Yırca Köyü sabunevimiz geçtiğimiz yıl Fongogo’da 10.000 TL fonlandı!

Bu fon sayesinde, sabunevimiz güzelleştirdik. Kendi dilimizle söylersek atölyemiz “pek kadın” oldu. Yetinmedik zeytinyağlı sabun üretimine de başladık. Üretim düzenimizi şekillendirdik. Bir yılda sonra köyde neler mi oluyor?

Çabalıyoruz. Her şeyden önemlisi hala 34 kadınız ve köyümüzdeki mücadelemizi sürdürüyoruz. Birlikteliğin, paylaşımın ve umudun gücü ile her an hem kendimize hem ailemize hem köyümüze hem dünyamıza faydalı işler yapmaya azimle devam ediyoruz. Gelişiyoruz. Bir yılın sonunda, sabunevinin sahibeleri olarak projeyi, İstanbul’dan yöneten ve bize emek veren Temel İhtiyaç Derneğinden devraldık. Yırca Köyü Derneğimizle artık her detayı kendimiz yönetiyoruz. Bir iktisadi işletme kurduk, yalnızca Yırca Köylüsü ve kadınları olarak birlikte başardık: Yırca Hanımeli İktisadi İşletmesini ortaya çıkardık.

Yır

 

 

 
 

 
 

 

 
 

 

 

 

Öğreniyoruz. Kalıp üretimini öğrendik. Artık üç boyutlu yazıcılarla her kişi ya da kuruma özel geliştirdiğimiz sabun modellerimizin kalıplarını da kendimiz üretiyoruz. Bal mumu ile mum yapmayı da öğrendik. Birçok da sipariş aldık. Zeytinyağlı sabunlarımızsa pek kadın oldular. Markamızı el ve ev ürünleri olarak konumladık. Köy üretimi yaparak birçok ürünle karşınıza çıkıyoruz.

Örgütleniyoruz. Sadece ürün geliştirmeyi değil birlikte çalışmayı da öğreniyoruz.
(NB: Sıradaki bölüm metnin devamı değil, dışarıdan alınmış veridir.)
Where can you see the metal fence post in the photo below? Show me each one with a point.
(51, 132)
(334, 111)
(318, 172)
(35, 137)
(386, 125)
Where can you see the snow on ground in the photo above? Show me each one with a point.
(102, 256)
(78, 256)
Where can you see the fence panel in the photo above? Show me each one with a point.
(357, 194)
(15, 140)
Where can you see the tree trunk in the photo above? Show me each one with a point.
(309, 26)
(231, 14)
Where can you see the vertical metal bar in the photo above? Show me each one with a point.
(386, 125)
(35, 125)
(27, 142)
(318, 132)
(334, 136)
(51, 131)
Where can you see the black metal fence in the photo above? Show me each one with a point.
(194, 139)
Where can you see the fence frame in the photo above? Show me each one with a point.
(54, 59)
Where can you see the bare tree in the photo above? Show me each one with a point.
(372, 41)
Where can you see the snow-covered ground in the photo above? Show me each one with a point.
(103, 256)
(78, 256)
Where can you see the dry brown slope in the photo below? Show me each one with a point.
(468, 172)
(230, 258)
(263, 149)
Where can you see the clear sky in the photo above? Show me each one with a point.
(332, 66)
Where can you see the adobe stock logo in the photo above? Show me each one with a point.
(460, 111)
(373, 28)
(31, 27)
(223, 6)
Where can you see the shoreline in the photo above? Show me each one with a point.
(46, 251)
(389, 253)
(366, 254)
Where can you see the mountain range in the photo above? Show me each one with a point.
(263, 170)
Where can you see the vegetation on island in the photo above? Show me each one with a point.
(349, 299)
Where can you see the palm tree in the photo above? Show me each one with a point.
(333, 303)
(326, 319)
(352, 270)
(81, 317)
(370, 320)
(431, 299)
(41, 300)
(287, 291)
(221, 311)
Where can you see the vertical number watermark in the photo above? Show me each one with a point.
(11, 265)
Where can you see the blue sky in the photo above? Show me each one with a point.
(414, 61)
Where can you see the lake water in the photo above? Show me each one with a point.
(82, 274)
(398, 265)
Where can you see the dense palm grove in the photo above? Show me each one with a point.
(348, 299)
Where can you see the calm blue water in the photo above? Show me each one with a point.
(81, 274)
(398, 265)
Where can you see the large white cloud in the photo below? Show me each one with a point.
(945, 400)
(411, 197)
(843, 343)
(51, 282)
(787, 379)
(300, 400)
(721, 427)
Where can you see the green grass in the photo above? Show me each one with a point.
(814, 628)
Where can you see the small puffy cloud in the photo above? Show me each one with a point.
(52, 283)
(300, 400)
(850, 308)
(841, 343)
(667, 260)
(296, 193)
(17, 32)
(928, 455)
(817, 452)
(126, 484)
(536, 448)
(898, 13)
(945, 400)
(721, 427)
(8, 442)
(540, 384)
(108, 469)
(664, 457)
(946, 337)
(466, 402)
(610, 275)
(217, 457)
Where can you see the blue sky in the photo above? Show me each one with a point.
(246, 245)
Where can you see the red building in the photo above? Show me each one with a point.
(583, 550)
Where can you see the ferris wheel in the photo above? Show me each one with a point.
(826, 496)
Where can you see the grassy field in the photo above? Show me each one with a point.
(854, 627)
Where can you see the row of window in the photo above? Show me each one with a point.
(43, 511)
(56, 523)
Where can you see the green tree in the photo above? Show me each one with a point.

Köy okulunda toplanıyoruz. Görev paylaşmayı, yeni görevleri ya da bilgisayar kullanımı gibi hiç bilmediklerimizi birlikte çalışarak öğreniyoruz. Paylaşıyoruz. Tam 34 kadın bir aradayız. Kentin köyümüzde dahi yok ettiği imece kültürünü yeniden canlandırdık. El emeğiyle üretiyoruz, ürettiklerimizle gelir elde ediyoruz ve geliri adaletli bir yöntemle paylaşıyoruz. Sayımız, sabunevinin şu anki gelir ve iş kapasitesinin çok üzerinde. Kişi başı gelirimiz çok az. Ama paylaşmak, normalimiz. Sayımızın azalmasını istemeyiz, biz birlikte biriz!

Yırca 2

 

 

 

 

 

 

 

İnanıyoruz. Köyümüzde şimdiye dek yaşadıklarımız bize sakin bir hayat fırsatı sunmadı. Termik santral geldi bizi buldu; kül barajı tarlalarımıza kondu; kar hırsından gözü dönmüş şirket zeytinlerimizi yuttu; koca otoyol yaşam dolu tarlalarımızı mesken tuttu. Ama! İnanıyoruz, köy hayatımızı hep canlı tutacağız. Kente kaçmadan bizden sonrakilere köy kültürümüzü aktaracağız ve köyümüzde yaşayabilmenin bir yolunu bulacağız.

Heyecanlanıyoruz. İnancımız ve hayata duyduğumuz aşk içimizi kıpır kıpır ediyor. Bir sonraki adım ve olacakları izlemek kalbimizi hızlandırıyor. Şimdilerde düşlüyoruz, köyümüzde eski bir taş evi alıp, geçmişteki yavız hayatla tekrar doldurmayı ve içine pek kadın gülümsemelerimizi eklemeyi. Hep birlikte köyümüzü unutmadan, bağı koparmadan üretebileceğimiz yeni bir atölyeyi; yuvayı.